Judge Gaulkin's approach brings civil and criminal standards into parity because the focus is on reliability, without the barrier of showing impermissible suggestiveness. This focus — away from fault and toward objective assessment of reliability by the judge as gatekeeper — is a wise one. We hope our Supreme Court embraces Gaulkin's approach.

This editorial was published in the July 2, 2010 issue of the New Jersey Law Journal.  Copyright 2010. ALM Media Properties, LLC. All rights reserved.  Further duplication without permission is prohibited.

Thursday, July 1, 2010

Handgun Murders vs. Justifiable Homicides: McDonald v.
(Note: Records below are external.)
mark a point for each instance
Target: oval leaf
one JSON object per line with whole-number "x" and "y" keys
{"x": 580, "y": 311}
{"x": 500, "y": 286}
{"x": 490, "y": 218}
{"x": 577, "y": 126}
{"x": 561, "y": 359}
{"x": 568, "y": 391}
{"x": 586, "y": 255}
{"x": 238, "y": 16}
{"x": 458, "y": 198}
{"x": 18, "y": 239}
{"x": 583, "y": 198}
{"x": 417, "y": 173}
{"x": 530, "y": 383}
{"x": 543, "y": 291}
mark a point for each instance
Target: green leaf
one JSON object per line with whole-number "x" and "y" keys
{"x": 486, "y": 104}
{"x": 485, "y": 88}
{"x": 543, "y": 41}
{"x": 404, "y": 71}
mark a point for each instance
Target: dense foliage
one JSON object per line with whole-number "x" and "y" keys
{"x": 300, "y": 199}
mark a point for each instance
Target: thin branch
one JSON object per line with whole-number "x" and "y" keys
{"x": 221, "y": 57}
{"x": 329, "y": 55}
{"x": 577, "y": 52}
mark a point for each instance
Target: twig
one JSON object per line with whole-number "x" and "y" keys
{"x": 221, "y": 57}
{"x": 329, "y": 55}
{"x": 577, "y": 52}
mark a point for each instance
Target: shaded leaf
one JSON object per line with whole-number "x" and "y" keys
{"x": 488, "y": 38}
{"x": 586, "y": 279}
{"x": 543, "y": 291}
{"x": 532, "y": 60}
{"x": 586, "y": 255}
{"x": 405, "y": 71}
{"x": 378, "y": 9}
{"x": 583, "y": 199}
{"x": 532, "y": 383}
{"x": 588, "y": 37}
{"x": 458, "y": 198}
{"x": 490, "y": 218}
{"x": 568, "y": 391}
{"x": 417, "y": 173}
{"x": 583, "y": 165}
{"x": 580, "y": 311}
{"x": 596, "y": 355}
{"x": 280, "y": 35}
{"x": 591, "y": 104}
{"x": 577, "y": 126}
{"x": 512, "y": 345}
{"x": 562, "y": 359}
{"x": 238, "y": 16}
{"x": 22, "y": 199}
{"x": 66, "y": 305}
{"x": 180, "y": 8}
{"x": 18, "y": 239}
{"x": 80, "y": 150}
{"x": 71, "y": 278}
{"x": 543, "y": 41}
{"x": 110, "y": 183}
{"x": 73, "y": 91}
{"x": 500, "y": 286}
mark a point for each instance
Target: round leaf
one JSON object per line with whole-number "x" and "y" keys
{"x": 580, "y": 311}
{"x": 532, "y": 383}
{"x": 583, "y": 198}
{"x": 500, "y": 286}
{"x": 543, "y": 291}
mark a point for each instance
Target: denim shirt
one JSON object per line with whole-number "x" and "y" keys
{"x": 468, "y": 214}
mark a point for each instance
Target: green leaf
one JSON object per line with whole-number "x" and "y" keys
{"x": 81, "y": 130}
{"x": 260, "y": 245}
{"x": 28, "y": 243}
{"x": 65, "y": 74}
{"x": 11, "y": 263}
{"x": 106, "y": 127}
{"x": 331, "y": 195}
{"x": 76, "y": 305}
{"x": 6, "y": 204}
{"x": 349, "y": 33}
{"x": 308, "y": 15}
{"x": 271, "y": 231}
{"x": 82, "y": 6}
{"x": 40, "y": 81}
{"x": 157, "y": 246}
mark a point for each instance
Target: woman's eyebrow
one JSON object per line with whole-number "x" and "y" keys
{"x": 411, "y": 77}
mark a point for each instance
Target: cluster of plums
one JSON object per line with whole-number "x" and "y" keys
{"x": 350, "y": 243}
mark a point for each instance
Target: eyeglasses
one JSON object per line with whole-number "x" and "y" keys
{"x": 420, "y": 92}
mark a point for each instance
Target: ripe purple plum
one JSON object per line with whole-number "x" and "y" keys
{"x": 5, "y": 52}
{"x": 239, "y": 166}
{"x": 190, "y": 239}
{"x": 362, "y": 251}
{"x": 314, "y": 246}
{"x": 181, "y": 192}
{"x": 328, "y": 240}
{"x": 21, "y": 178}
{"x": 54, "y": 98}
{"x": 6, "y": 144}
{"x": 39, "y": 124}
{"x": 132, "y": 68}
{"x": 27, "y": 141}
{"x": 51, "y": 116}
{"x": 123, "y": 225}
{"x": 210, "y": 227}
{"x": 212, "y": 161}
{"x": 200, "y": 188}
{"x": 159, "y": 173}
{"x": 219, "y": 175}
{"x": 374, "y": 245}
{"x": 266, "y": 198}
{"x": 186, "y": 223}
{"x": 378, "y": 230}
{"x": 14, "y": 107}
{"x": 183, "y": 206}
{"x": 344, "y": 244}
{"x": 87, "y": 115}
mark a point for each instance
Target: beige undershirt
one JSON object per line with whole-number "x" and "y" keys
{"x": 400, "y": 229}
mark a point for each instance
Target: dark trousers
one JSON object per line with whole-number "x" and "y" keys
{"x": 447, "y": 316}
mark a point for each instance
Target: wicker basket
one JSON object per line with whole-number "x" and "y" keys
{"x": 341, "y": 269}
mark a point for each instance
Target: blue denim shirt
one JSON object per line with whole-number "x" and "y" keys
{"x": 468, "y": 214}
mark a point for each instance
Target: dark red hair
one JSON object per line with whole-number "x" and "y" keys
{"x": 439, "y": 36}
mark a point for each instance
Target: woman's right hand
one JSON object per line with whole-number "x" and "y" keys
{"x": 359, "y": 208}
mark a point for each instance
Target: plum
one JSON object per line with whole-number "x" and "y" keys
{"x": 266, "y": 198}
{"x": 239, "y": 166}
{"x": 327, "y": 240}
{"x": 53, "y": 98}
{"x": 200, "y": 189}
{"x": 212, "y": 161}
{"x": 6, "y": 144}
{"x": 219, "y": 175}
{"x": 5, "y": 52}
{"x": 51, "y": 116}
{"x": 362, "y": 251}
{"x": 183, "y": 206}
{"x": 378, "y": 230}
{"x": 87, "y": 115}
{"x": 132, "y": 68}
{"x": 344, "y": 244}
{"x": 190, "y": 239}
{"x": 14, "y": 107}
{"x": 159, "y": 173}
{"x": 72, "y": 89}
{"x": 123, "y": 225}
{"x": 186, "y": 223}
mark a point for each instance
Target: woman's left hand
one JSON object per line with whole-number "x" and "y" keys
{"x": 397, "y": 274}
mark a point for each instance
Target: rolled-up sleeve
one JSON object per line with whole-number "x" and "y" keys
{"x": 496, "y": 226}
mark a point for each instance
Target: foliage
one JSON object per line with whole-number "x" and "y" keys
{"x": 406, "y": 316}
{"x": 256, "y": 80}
City of Chicago

It is popular and has a common sense appeal to say that since self-defense is a fundamental right gun ownership is a fundamental right.  The Supreme Court in McDonald v. City of Chicago makes that point.  Justice Samuel Alito locates that right in the Second Amendment, though it takes a forced reading to do it.  Maybe Justice Clarence Thomas is closer to the mark when he says that it is one of the "privileges and immunities" of citizenship, as Robert Cottrol argues, thinking of the right of the former slaves to protect themselves from the KKK as Reconstruction gave way to Jim Crow and a century of lynchings.


But recognition of the right of self-defense doesn't answer the question of the wisdom of our scarcely regulated right of gun ownership. Julie Cantor of UCLA says we should brace for the impact.  She makes her point graphically in the New England Journal of Medicine today:
 Garen Wintemute, et al. also argue in today's New England Journal that rather than close the so-called "gun show loophole", a"more effective approach would be to subject all private-party gun sales to the screening and record-keeping requirements that apply to sales by licensed retailers. Six states do so already, and nine others regulate all sales of handguns".